Inside, players meet with the malfunctioning ship's chaotic effects on physics while trying to navigate doors that are only operable through matrices of colored squares. All doors are opened a roll of 1-2 on a d6, with intelligence modifiers allowed. I allowed my players to try a door once per dungeon turn. The encounter table, rolled every two turns, is titled Random Strangeitude, and contains events like the changing of the pitch of the ships humming, or the gravity inside the ship inverting, causing damage to everyone. The Strangeitudes and locked doors work together in a fun way that create tension in the dungeon that makes excellent use of the science fantasy angle. 

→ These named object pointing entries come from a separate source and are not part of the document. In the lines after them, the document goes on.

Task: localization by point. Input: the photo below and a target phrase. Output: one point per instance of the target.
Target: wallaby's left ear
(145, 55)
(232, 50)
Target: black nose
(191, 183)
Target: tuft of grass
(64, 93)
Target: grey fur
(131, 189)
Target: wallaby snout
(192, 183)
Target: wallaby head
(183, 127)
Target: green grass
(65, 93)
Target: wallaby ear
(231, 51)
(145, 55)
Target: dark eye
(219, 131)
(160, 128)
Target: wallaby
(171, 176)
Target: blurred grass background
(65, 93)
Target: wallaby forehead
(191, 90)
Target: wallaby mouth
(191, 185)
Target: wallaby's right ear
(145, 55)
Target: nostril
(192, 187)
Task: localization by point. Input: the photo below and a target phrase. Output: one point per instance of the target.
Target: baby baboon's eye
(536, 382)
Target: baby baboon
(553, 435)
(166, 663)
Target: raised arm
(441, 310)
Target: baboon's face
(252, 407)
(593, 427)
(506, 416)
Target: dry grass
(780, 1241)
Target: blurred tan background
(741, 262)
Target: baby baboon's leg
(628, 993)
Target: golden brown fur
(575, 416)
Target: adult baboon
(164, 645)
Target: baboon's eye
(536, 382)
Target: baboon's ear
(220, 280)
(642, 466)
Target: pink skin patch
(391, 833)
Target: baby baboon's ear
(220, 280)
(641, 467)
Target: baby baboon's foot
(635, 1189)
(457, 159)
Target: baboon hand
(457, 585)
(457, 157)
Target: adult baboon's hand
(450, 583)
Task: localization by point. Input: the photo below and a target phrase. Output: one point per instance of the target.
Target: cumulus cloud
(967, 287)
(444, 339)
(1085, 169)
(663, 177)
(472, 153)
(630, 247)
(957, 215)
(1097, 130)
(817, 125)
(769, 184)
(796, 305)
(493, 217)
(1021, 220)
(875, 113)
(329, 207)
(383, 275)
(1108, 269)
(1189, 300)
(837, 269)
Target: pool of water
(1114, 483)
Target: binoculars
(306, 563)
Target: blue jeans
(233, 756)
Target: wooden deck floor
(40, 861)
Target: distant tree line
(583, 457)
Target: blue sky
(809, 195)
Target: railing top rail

The cube ship contains four first level rooms that can be navigated without violence. The crystal being trying to repair it's ship on the next floor in the fifth, final room, can also be navigated without violence. In this case it is less likely, especially if the PCs have damaged or looted the ship along the way. This overall design approach that allows problems to be solved in open-ended ways means that players have an invitation to use their creativity to overcome the dungeon's hazards. 

The final interesting point I have about this one page dungeon is that it offers the possibility of the cube ship being repaired by players, introducing a Spelljammer-like campaign arc filled with planetoids and strange crystal beings. In my first One Page Dungeon Classics review, I wrote about Fane of the Fossilmancer being cool because it is a gateway dungeon to a new setting. Splashdown in Fiend's Fen isn't just a gateway, it gives you your own ride.